If the US congress conducted their business in an abandoned hockey rink while sitting on folding chairs, they would do a better job.

A brief political announcement

Please note that this episode has been edited to fix a few major factual difficulties. I haven’t gone back to find the source of the errors, but I suspect it was my head. Just to make things clear, to the best of my knowledge (obviously my best is none to good), Major Jim Bibb is not running for the governorship of anything. Since it’s only a matter of time before someone reads this and mistakenly thinks I care, or that I matter, I have updated the episode. In the great plastic press that is the Internet, it’s very easy to go back and change what you said.
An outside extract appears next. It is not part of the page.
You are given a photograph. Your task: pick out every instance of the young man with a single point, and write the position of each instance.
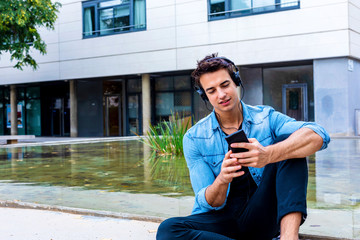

Apparently there’s an election or something going on back in the Land of Enchantment, and up for grabs is the Attorney General’s seat. Attorney General is a politician in charge of honesty, which is especially oxymoronic in New Mexico. Insiders report that as of a couple of days ago the campaigns were clean and issues-oriented. [Apparently, as of this edit, that is no longer the case, and my man was the first one spotted by the elite muddled team of political trackers with his paw in the mud pot.] For all of you who worked on Pirates of the White Sand, here are a few things you need to know:

FACT: When we asked some menial flunky of governor Bill Richardson for jets to fly over, we got squat.

FACT: When we asked Major Jim Bibb for helicopters, he personally represented us to his C.O., and we got a helicopter.

FACT: Major Jim Bibb is running for Attorney General of New Mexico.

FACT: Bill Richardson is running for governor — or so he claims. Rumor has it that he and Hillary have scheduled an arm-wrasslin match to see who gets to run for president. Prognosticators give Richardson the nod based on his larger biceps, but there’s no denying that Clinton has leverage.

FACT: While Sikorsky gets all the glory, Piaseki broke the ground (or at least, that what his grandson told me).

INDISPUTABLE FACT: Major Jim Bibb is a good guy.

DISPUTABLE FACT: Major Jim Bibb would be a good attorney general. No one seems to expect the head lawyer of the land to have a legal background, but does that make him overly dependent on the entrenched bureaucracy?

COMPLETE ABSENCE OF FACT: I have no knowledge of the other guy, except that politically his father was (is?) a big ol’ wheel in those parts.

I was surprised to hear that Major Jim Bibb (You can’t edit that name. ‘Major Jim Bibb’ has a cadence to it that cannot be ignored.) was running for the hot seat in New Mexico. He struck me as an easy-going guy who saw the humor in life, although as a guy in charge of helicopters with big red crosses on the side, I expect he’s seen a lot of things that weren’t so funny. He didn’t have the ‘flyboy’ swagger or strut about him, just a love of life and the desire to make every day a good one. Not that I really got to know him that well; I am probably reading too much into his easygoing smile and willingness to help me get what I asked for. Nevertheless, I like Major Jim Bibb.